There are a few laughs in “Granite Caverns,” mostly from Halen, who reveals his understanding of irony comes from the Alanis Morisette song and threatens Rusty’s future at his unpaid internship. Early’s refusal to realize he isn’t the space king goes from sad to kind of funny to sad and back to kind of funny again, and Rusty’s beatboxing is silly enough to work. Otherwise, the episode is just kind of there. The “hipster” stereotypes are a few years too late and closest to funny when they’re killed by boulders. Jokes about Sean Hannity, and Early and Granny’s complete faith in TV don’t have much to them beyond making fun of the characters in an unfortunate bit of excess cynicism. The final twist (the aliens come back and make Granny their king) is predictable and less inspired than Aqua Teen’s, and the alien cameo is distractingly similar to Aqua Teen’s Mooninites.
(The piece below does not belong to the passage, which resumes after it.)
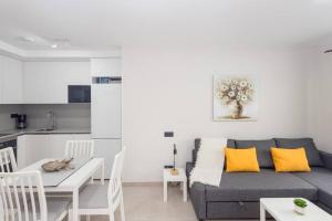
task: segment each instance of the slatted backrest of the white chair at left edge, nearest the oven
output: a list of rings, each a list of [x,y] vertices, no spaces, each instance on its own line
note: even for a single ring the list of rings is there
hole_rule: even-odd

Both Aqua Teen and Squidbillies have been on the air long enough that they don’t have much left to prove. Maybe my dislike of Squidbillies is just an issue of personal taste, but where “Muscles” makes a good argument for Aqua Teen staying on the air another 10 seasons and coasting while remaining funny, “Granite Caverns” is lazy beyond the bounds of a comfortably aging series. After revisiting these two shows, I’m still wary of Squidbillies. I can see why people would like it, and it might bump infomercials from that spot in my late-night viewing, but it’s definitely not for me. Meanwhile, I’m probably not going to become a regular Aqua Teen viewer or muster the energy and time work my way through 10 seasons of backlog, but I’m happy to start calling myself a fan.

Stray Observations:

  • Grades: “Muscles,” B. “Granite Caverns,” C-.
  • Thanks for joining me everyone who either didn’t watch Breaking Bad or who needed something to cool down after the première.
  • Both shows have fun guest voices tonight. Schoolly D, who has worked on Aqua Teen before, shows up as a possible replacement for Jay Z, while one of the Squidbillies aliens is a dead ringer for Lucky Yates, though he isn’t listed in the credits.
  • While the packaging and fake flavor names for Thump are my favorite thing in these episodes, “Blueberry Butt Rape” is pretty groan-worthy for a bunch of reasons.
  • Meatwad singing “Amazing Grace” is easy, but great.